House DFL Wants More Government Spending Despite Record Inflation
As we face the highest inflation rate in over 40 years, prices for gas and groceries skyrocketing, and living costs going through the roof, Minnesota House Democrats have done it again…
Minnesota House Democrats are proposing to spend over $7 billion of the state’s $9.3 billion surplus, resulting in a 14% increase in state spending over the next 15 months. The only thing going up higher than the 8.5% inflation rate is the Minnesota Democrats spending spree.
Even the San Francisco Federal Reserve has concluded that huge increases in government spending at the state and federal levels are fueling inflation, raising the cost of living and making it tougher and tougher for middle class families to make ends meet.
Perhaps Democrats in Minnesota don’t buy gas or groceries. If they did, they’d know how much prices are rising every day, and they would do all they can to attack the problem. Instead, they put out a plan to make the problem even worse.

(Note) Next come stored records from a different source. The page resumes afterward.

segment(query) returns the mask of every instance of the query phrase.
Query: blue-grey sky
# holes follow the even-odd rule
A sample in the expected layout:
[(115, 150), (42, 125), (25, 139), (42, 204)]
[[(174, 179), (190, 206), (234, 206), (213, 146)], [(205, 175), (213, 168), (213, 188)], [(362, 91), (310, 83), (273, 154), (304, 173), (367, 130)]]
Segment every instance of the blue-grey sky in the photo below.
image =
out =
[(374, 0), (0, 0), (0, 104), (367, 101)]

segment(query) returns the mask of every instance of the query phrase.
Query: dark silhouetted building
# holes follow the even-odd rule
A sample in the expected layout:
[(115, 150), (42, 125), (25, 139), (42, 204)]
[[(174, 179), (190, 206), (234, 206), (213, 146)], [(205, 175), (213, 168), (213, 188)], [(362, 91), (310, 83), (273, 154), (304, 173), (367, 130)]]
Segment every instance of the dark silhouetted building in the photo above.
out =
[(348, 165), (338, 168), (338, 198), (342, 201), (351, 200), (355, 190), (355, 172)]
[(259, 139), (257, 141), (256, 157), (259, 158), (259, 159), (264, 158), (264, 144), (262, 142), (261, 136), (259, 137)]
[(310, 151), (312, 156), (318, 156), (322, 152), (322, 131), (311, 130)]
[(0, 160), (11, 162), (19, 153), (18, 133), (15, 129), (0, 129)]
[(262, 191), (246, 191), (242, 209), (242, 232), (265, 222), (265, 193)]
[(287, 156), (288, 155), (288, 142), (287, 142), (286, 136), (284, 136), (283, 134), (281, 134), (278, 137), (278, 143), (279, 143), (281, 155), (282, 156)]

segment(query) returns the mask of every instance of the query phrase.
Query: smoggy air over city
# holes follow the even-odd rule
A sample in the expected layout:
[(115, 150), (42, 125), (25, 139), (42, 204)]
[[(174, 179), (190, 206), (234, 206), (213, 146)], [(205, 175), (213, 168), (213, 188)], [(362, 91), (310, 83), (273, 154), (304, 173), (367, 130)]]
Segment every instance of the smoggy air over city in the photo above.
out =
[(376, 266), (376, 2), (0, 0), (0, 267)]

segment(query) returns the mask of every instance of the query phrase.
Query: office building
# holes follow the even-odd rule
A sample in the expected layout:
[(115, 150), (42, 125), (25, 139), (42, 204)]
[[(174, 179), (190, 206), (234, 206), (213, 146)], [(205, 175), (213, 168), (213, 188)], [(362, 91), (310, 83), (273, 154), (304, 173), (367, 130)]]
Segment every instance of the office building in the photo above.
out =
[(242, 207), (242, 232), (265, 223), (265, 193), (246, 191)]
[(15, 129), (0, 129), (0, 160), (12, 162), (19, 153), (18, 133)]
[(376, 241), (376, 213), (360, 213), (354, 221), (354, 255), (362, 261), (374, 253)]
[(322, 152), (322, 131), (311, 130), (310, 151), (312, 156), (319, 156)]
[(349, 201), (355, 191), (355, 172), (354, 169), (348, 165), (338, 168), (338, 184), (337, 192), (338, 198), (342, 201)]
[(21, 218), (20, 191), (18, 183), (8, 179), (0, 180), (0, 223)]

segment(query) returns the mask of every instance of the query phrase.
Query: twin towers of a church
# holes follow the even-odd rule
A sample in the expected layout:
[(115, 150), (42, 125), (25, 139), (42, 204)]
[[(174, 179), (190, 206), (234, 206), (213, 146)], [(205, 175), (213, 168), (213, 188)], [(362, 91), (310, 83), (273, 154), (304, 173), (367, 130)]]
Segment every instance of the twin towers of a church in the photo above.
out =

On top of more spending, the House Democrats want to increase taxes on small businesses by neglecting to replenish our state Unemployment Trust Fund. The official position of the House Democrats is they have no intention to pay back the $1.35 billion loan that Minnesota took from the federal government to cover the unemployment insurance during the pandemic, forcing Minnesota to continue borrowing $50,000 a day, when we have a $9.3 billion surplus.
As your State Representative, I’ll fight excessive spending and work to make government live within its means, just like Eden Prairie families do every day.
It’s time to tell them NO to more wasteful spending, and YES to returning the state surplus to those who deserve it most – the taxpayers.